Unterstützung und Feedback

Regelmäßiges Feedback und Unterstützung durch Kollegen, Vorgesetzte oder Coaches sind entscheidend für den Erfolg von Verhaltensänderungen.

  • Führen Sie Feedback-Sitzungen durch: Darin können Teammitglieder ihre Fortschritte, Herausforderungen und Erfolge teilen.
  • Stellen Sie Coaching- oder Mentoring-Angebote bereit: Damit unterstützen Sie Teammitglieder bei ihrer persönlichen Entwicklung. Dies gilt für die einzelnen Mitglieder wie auch für das Team als Ganzes.
  • Fördern Sie eine Atmosphäre für konstruktives Feedback: Dadurch ermutigen Sie Teammitglieder, sich gegenseitig zu unterstützen.

Gewohnheiten und Routinen einüben

Einmal in den Alltag integriert, laufen Verhaltensänderungen nach einer gewissen Zeit automatisiert ab. Daher können Gewohnheiten und Routinen entscheidend sein.

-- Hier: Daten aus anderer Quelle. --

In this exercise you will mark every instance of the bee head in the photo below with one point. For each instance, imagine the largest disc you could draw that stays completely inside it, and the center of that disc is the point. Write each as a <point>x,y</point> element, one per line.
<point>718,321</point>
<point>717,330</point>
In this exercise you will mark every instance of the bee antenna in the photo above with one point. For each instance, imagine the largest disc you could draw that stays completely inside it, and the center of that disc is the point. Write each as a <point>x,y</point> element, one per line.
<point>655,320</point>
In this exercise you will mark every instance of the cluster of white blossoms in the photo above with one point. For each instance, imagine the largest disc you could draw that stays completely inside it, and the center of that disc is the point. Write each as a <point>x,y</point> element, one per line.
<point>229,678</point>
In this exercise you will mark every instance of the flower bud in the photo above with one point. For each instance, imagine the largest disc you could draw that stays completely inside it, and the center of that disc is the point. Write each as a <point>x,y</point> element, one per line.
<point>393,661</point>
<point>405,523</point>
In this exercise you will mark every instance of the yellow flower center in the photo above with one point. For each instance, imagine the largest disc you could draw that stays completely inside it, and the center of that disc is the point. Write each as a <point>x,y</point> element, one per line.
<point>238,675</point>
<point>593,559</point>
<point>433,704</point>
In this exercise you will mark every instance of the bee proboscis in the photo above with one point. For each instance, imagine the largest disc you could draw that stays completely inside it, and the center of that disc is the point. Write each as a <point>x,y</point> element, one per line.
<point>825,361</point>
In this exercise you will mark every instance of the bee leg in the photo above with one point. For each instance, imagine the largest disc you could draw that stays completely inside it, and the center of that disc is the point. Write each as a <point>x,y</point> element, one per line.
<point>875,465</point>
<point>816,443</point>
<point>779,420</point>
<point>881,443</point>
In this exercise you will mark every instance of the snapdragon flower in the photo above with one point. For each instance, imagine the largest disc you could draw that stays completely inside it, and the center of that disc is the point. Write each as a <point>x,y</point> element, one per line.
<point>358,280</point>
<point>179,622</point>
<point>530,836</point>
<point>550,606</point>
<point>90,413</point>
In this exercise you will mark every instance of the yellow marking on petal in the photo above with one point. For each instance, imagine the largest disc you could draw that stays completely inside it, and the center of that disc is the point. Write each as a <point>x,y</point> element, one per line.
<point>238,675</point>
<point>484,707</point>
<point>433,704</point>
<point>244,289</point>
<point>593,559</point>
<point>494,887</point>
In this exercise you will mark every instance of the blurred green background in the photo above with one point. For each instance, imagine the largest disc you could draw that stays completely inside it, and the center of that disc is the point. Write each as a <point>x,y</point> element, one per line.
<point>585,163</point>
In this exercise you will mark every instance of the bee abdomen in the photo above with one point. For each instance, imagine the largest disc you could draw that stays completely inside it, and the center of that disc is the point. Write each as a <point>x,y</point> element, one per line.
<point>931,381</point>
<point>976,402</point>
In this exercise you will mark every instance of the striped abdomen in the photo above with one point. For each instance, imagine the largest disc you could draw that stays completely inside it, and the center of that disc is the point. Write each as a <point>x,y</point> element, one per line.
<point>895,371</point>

  • Üben Sie neue Verhaltensweisen ein: Neue Verhaltensweisen integrieren Sie am besten in den Alltag, indem Sie gemeinsame Routinen oder Rituale entwickeln.
  • Überwachen Sie den Fortschritt: Nur durch regelmäßige Kontrolle stellen Sie sicher, dass neue Gewohnheiten beibehalten werden und Wirkung zeigen.
  • Fördern Sie Selbstreflexion: Wenn Teammitglieder regelmäßig über ihre Gewohnheiten und Verhaltensweisen nachdenken, fällt es leichter, sie in den Alltag zu integrieren.

Zusammenfassend lässt sich sagen: High Performance ist nur dann möglich, wenn alle Mitglieder zu Verhaltensveränderungen bereit sind. Coaches können den Prozess unterstützen, nachhaltig sind die Maßnahmen jedoch nur, wenn die Arbeit im Team auch nach dem Coaching fortgeführt wird. Ihre Reise zur High Performance mag herausfordernd sein, doch sie ist unerlässlich, damit Sie in der heutigen, schnelllebigen und anspruchsvollen Geschäftswelt erfolgreich bestehen können.